Reaching up, he began to play with her breasts, teasing at the nipples with delicious expertise, causing her stomach to flutter with pleasure, and her secret place to throb with eager longing. Unable to control herself, Mairin’s slender hips wiggled with growing excitement, grinding themselves down quite provocatively into his groin. Just when she thought she could bear no more of these delights, his two hands clamped about her neat waist, and he slowly impaled her upon his aching shaft. Mairin’s back arched, and with a little moan she threw her head back, her eyes closed.
“Ride me,” he growled fiercely. “Ride me, enchantress mine!”
With almost mindless obedience, she heeded his order, leaning her breasts forward to brush against his chest, her hands bracing themselves on either side of his head.

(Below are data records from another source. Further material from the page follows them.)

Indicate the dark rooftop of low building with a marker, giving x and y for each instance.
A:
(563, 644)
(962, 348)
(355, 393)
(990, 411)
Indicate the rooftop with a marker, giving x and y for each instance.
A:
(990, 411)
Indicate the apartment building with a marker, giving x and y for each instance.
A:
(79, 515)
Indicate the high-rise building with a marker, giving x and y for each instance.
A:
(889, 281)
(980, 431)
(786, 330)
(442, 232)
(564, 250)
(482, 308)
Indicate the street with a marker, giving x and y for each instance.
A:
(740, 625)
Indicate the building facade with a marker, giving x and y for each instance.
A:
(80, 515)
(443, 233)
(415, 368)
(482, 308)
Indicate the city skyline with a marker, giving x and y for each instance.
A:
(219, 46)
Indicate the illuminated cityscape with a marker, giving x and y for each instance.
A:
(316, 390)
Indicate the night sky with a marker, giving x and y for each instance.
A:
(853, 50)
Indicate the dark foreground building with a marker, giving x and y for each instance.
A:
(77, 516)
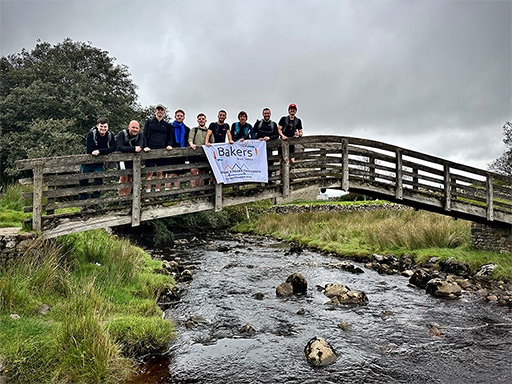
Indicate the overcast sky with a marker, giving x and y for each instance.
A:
(433, 76)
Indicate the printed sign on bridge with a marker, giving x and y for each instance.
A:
(240, 162)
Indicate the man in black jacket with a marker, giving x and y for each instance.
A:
(99, 142)
(129, 140)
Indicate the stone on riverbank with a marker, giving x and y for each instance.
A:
(319, 352)
(450, 265)
(284, 289)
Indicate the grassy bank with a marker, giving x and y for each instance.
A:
(360, 234)
(101, 293)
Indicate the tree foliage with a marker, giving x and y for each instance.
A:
(503, 164)
(51, 96)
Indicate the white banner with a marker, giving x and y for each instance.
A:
(240, 162)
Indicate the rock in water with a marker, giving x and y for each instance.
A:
(299, 283)
(284, 289)
(442, 288)
(319, 352)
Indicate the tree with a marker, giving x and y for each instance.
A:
(63, 88)
(503, 164)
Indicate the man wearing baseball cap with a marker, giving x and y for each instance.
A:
(290, 126)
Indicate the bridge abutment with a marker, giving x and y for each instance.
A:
(491, 238)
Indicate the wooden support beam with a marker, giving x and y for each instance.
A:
(399, 191)
(490, 198)
(136, 190)
(371, 162)
(285, 168)
(344, 163)
(218, 197)
(447, 188)
(37, 199)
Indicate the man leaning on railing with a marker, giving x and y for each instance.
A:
(99, 142)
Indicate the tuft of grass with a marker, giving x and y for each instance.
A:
(141, 337)
(91, 282)
(360, 234)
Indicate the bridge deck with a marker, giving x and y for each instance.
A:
(352, 164)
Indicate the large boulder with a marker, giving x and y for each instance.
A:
(346, 266)
(442, 288)
(450, 265)
(486, 270)
(332, 290)
(298, 282)
(319, 352)
(349, 298)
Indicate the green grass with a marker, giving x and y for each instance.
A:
(360, 234)
(102, 294)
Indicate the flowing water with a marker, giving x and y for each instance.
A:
(388, 341)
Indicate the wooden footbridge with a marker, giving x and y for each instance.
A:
(352, 164)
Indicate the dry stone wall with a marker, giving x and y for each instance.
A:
(488, 238)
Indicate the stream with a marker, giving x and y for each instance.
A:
(388, 340)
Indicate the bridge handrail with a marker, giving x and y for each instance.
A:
(349, 162)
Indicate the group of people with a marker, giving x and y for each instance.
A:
(159, 134)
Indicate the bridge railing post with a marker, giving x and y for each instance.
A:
(371, 166)
(344, 165)
(218, 197)
(37, 198)
(285, 168)
(399, 191)
(447, 188)
(489, 197)
(136, 190)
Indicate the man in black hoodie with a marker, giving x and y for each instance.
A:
(99, 142)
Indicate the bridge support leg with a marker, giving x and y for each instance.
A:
(496, 238)
(136, 188)
(344, 164)
(37, 202)
(285, 169)
(218, 197)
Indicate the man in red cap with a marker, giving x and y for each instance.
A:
(290, 126)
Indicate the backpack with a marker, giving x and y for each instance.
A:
(94, 131)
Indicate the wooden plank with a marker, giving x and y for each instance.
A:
(136, 191)
(447, 188)
(37, 199)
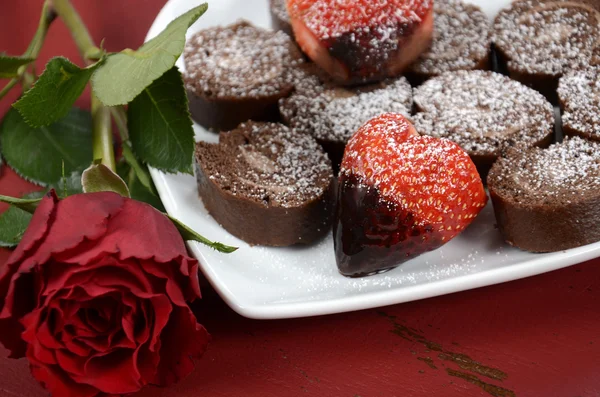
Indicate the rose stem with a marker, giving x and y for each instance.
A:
(102, 139)
(46, 19)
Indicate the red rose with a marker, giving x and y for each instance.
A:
(96, 294)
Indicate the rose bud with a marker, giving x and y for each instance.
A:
(96, 297)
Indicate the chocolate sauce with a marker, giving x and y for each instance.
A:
(371, 234)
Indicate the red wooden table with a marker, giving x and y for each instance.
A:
(533, 337)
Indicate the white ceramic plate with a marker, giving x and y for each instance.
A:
(269, 283)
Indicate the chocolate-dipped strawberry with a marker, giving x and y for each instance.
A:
(362, 41)
(400, 195)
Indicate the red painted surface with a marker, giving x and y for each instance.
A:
(542, 332)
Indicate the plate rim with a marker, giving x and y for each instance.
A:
(531, 267)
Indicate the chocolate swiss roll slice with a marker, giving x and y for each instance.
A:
(537, 41)
(238, 73)
(483, 112)
(461, 41)
(579, 94)
(332, 114)
(548, 200)
(280, 16)
(267, 184)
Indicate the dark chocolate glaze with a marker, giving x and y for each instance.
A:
(371, 234)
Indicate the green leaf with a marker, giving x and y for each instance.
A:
(141, 171)
(27, 204)
(190, 235)
(160, 127)
(37, 153)
(53, 95)
(13, 223)
(68, 186)
(125, 75)
(140, 192)
(100, 178)
(9, 65)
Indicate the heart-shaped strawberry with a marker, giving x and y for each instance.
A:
(362, 40)
(400, 195)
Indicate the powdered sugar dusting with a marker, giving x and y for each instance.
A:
(579, 93)
(273, 165)
(334, 18)
(461, 39)
(335, 113)
(429, 177)
(240, 61)
(547, 37)
(564, 171)
(483, 112)
(279, 9)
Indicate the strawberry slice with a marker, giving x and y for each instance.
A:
(358, 41)
(400, 195)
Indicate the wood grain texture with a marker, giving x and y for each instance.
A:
(533, 337)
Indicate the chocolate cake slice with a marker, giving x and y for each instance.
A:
(280, 16)
(238, 73)
(332, 114)
(483, 112)
(461, 41)
(267, 184)
(548, 200)
(537, 41)
(579, 93)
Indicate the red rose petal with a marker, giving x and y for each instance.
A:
(123, 237)
(180, 279)
(146, 363)
(12, 309)
(78, 218)
(71, 363)
(162, 310)
(59, 384)
(112, 373)
(182, 339)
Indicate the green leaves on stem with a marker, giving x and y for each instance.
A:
(14, 221)
(100, 178)
(37, 154)
(10, 65)
(160, 128)
(54, 94)
(126, 74)
(190, 235)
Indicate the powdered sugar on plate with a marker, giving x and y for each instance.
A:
(547, 37)
(240, 61)
(563, 172)
(461, 39)
(579, 93)
(273, 165)
(336, 113)
(484, 112)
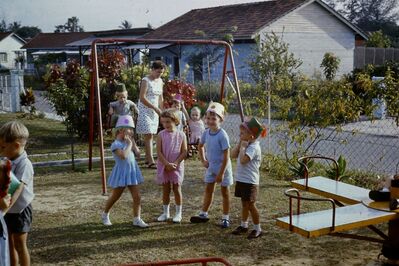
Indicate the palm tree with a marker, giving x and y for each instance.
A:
(125, 25)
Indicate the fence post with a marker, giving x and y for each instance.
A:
(16, 87)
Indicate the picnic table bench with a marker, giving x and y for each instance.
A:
(360, 211)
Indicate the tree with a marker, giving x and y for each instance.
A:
(330, 65)
(3, 26)
(72, 25)
(378, 39)
(357, 11)
(126, 25)
(15, 26)
(371, 15)
(305, 106)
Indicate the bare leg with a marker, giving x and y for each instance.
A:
(177, 193)
(115, 195)
(166, 194)
(21, 247)
(254, 212)
(13, 251)
(245, 210)
(148, 148)
(134, 190)
(208, 196)
(226, 199)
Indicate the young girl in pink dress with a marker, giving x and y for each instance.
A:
(171, 150)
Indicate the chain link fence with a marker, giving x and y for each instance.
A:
(367, 146)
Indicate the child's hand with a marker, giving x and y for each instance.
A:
(243, 144)
(128, 139)
(170, 167)
(136, 152)
(5, 202)
(219, 178)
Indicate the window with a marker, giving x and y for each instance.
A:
(3, 57)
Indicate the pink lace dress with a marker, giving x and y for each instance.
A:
(171, 148)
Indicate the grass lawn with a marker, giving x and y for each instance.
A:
(67, 228)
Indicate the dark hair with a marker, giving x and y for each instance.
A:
(158, 64)
(172, 114)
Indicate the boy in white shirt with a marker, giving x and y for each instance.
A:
(248, 154)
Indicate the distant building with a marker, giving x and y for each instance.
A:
(310, 27)
(61, 47)
(11, 54)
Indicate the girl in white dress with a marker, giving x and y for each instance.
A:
(150, 107)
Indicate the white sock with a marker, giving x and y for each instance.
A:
(203, 213)
(257, 227)
(244, 224)
(166, 209)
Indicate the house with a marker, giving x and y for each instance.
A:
(310, 27)
(10, 50)
(61, 47)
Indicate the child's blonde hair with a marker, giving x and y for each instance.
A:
(120, 93)
(14, 130)
(195, 108)
(172, 114)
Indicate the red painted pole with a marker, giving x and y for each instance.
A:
(233, 70)
(99, 119)
(226, 54)
(91, 108)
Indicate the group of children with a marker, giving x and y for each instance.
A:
(214, 153)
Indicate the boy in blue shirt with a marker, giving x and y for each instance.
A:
(214, 151)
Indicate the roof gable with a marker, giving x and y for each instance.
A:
(217, 21)
(60, 40)
(249, 19)
(4, 35)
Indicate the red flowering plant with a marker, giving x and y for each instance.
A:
(186, 90)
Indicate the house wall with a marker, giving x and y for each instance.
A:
(311, 31)
(242, 54)
(9, 45)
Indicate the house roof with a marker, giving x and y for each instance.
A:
(215, 22)
(4, 35)
(60, 40)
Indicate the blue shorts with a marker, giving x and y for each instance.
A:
(226, 181)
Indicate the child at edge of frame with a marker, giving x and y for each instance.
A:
(13, 139)
(214, 152)
(249, 157)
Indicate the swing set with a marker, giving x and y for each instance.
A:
(95, 93)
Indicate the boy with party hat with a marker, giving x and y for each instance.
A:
(122, 106)
(248, 154)
(214, 152)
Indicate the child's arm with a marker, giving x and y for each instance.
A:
(226, 155)
(183, 152)
(168, 166)
(16, 195)
(110, 110)
(244, 158)
(204, 161)
(5, 203)
(235, 151)
(184, 110)
(135, 149)
(123, 154)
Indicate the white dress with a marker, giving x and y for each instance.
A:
(148, 119)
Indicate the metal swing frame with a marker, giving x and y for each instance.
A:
(95, 94)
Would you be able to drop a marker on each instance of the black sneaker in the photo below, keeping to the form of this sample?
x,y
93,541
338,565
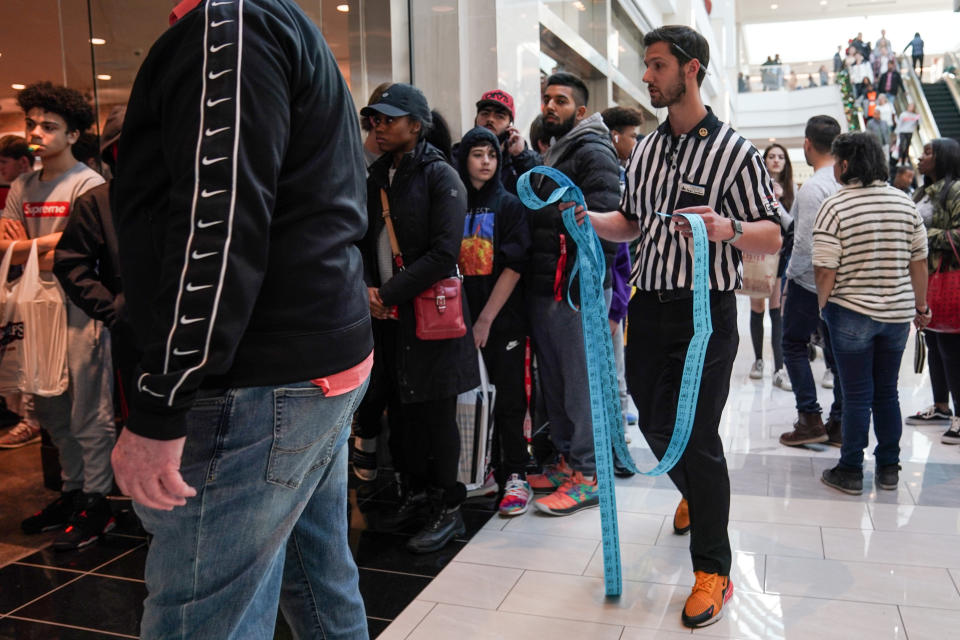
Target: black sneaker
x,y
952,434
93,519
842,480
444,526
887,476
364,464
930,415
54,516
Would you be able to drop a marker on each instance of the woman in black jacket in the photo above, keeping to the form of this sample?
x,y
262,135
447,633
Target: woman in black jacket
x,y
427,203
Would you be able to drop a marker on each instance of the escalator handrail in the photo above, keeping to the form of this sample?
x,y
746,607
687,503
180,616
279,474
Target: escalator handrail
x,y
913,87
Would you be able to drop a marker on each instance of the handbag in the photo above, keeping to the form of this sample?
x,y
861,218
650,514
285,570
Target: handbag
x,y
943,297
759,274
919,353
438,309
475,424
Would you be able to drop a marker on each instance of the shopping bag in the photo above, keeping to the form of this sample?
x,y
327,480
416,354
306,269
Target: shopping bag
x,y
759,274
11,329
475,422
41,307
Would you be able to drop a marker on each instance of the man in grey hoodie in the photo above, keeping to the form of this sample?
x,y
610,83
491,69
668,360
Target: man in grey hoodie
x,y
580,148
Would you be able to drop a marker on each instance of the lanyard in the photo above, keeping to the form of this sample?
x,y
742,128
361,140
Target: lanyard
x,y
601,369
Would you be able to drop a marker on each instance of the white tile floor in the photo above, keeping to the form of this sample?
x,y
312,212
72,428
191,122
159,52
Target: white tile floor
x,y
809,562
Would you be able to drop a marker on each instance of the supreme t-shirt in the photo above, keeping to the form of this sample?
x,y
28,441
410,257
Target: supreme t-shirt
x,y
43,206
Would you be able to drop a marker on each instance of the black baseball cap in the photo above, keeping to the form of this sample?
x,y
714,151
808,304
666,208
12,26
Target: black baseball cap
x,y
400,100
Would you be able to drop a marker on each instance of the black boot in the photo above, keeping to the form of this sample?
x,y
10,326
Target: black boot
x,y
55,515
92,519
444,524
413,509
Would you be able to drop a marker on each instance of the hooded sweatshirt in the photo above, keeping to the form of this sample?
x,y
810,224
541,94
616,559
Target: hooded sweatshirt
x,y
495,237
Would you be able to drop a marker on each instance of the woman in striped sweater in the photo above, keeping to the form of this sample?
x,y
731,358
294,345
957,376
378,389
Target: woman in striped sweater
x,y
869,259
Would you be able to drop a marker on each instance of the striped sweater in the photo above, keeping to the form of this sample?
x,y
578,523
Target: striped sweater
x,y
870,234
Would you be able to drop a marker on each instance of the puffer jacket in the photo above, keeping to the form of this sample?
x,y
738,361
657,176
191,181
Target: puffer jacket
x,y
588,158
428,204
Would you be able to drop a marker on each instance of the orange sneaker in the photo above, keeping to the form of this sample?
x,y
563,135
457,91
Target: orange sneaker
x,y
681,518
573,495
705,604
553,476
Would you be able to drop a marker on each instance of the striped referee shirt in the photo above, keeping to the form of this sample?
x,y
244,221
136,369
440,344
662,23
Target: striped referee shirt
x,y
710,165
870,235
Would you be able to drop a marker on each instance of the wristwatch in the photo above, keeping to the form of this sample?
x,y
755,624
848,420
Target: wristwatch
x,y
737,231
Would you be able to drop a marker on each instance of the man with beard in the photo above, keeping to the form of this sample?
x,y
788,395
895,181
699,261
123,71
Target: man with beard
x,y
692,163
582,149
495,112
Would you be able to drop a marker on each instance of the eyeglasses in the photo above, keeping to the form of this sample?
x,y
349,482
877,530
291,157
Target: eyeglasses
x,y
685,54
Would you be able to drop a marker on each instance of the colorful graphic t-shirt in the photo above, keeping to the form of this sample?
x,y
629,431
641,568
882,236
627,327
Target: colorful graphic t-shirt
x,y
44,206
476,250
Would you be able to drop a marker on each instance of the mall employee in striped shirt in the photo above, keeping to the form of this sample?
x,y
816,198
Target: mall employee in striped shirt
x,y
692,163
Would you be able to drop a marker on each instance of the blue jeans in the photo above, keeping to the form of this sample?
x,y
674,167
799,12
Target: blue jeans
x,y
801,317
868,355
268,524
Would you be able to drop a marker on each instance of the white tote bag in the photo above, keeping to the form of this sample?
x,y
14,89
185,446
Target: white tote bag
x,y
11,329
475,422
41,307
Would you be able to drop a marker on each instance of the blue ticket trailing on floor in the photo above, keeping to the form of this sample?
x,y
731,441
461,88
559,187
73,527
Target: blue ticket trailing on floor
x,y
608,434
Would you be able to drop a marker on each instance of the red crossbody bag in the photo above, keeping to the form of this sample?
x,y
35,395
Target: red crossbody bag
x,y
438,309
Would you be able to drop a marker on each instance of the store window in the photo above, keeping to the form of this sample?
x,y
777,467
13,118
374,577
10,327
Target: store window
x,y
97,46
587,17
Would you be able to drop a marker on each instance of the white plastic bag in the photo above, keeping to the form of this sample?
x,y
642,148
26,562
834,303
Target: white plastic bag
x,y
475,422
11,329
41,307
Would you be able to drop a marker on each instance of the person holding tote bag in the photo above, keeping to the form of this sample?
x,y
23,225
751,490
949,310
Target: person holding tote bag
x,y
938,201
426,205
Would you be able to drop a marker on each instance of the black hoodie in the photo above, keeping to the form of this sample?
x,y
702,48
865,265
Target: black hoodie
x,y
239,199
495,237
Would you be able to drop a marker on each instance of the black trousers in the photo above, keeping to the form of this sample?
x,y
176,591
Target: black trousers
x,y
428,442
944,363
658,336
504,357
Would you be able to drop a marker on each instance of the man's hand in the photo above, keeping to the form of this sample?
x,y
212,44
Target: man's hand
x,y
13,230
579,213
377,309
515,144
719,228
481,332
148,471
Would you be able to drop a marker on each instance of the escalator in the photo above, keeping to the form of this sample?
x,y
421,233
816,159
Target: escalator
x,y
944,108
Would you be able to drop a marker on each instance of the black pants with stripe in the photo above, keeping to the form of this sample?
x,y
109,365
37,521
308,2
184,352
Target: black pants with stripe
x,y
657,340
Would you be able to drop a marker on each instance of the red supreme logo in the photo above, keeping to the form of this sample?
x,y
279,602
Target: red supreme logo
x,y
46,209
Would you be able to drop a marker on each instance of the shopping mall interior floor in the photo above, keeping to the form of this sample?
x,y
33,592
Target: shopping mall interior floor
x,y
97,592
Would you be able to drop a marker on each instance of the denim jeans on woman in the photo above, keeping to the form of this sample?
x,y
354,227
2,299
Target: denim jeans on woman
x,y
868,355
269,521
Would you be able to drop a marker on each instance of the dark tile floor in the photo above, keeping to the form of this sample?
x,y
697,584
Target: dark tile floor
x,y
97,593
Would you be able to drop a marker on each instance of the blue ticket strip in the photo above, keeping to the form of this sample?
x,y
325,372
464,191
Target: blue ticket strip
x,y
608,434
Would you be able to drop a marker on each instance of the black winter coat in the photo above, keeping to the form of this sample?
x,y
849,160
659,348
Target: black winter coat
x,y
592,165
428,203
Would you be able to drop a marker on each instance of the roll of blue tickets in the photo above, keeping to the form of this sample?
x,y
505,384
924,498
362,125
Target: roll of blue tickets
x,y
608,434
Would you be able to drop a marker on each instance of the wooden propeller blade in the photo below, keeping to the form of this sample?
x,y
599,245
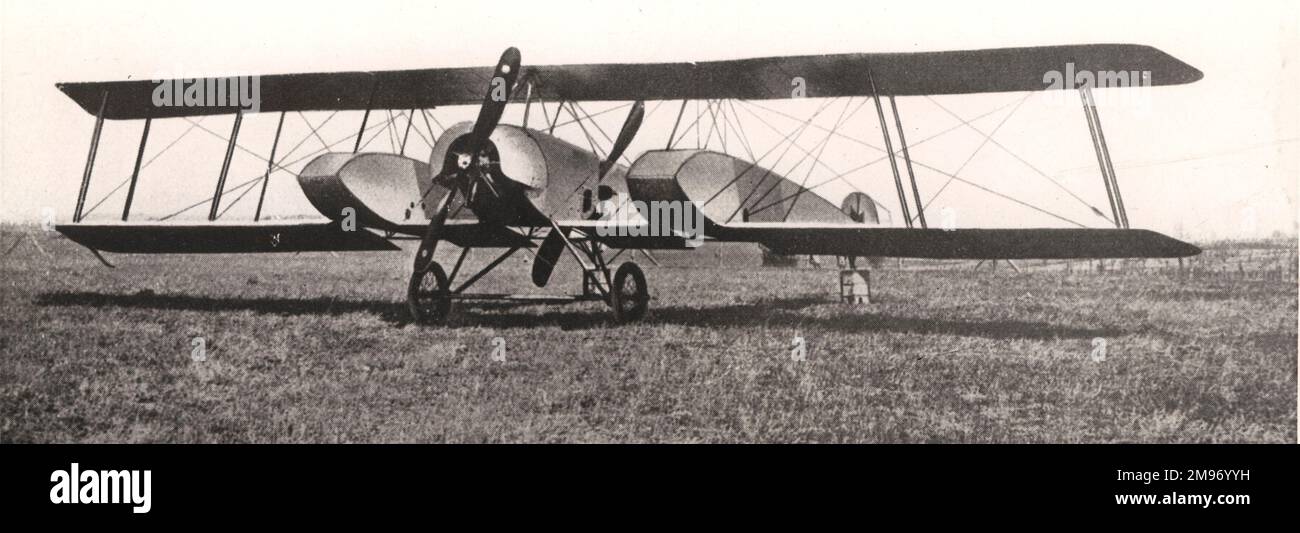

Reaching up he held her hips which worked themselves up and down, up and down in sensuous rhythm, her still-tight sheath encasing and releasing his hot manhood as his mouth hungrily fastened itself upon hers, kissing her with wild abandon.
When he saw her visibly beginning to tire, he swiftly and gently rolled her back over so that now it was he who was mounted upon her. Mairin’s arms tightened about Josselin’s neck. She was vaguely aware of their change of position, but she was far too lost in pleasure to be fully cognizant of anything. It had been like this since their blissful reunion of five days prior.
Why,
the thought drifted through her mind, why did I ever deny myself this joy? She could feel him, hard and hungry, within her tingling body, thrusting, withdrawing, thrusting, withdrawing until she thought she would explode with happiness, but instead she seemed to crave even more, and she could not understand it, for their coupling was the best it had ever been.
“More,” he groaned against her ear. “Ahh, enchantress, I want more of you!”
She heard his plea, yet she did not fully comprehend his words. Still, she wrapped her legs about him allowing him deeper penetration of her body, and Mairin felt him shudder against her. She soared within the endless sky of their mutual passion, her hands smoothing down his long back, tangling within his tawny hair as she rode the wave of her love for him. Within her own body she could feel the tumultuous tremors of her own passion beginning to come to a soaring crest. Her nails dug into the flesh of his back, scoring him cruelly, and she heard her own voice moaning with sweet fulfillment as together they were swept over the peak.
“Ahhhh, enchantress! Ahhhhhh!”
As the pleasure filled her body, leaving it weak and sated, Mairin giggled softly. “You see . . . you bellow, Josselin,” she teased him lovingly.
Lying atop her still, he took her face within his two hands and tenderly kissed first her nose, and then her lips. “I suppose,” he said with a lazy grin, “that I do, but you wouldn’t have me any other way, I hope.”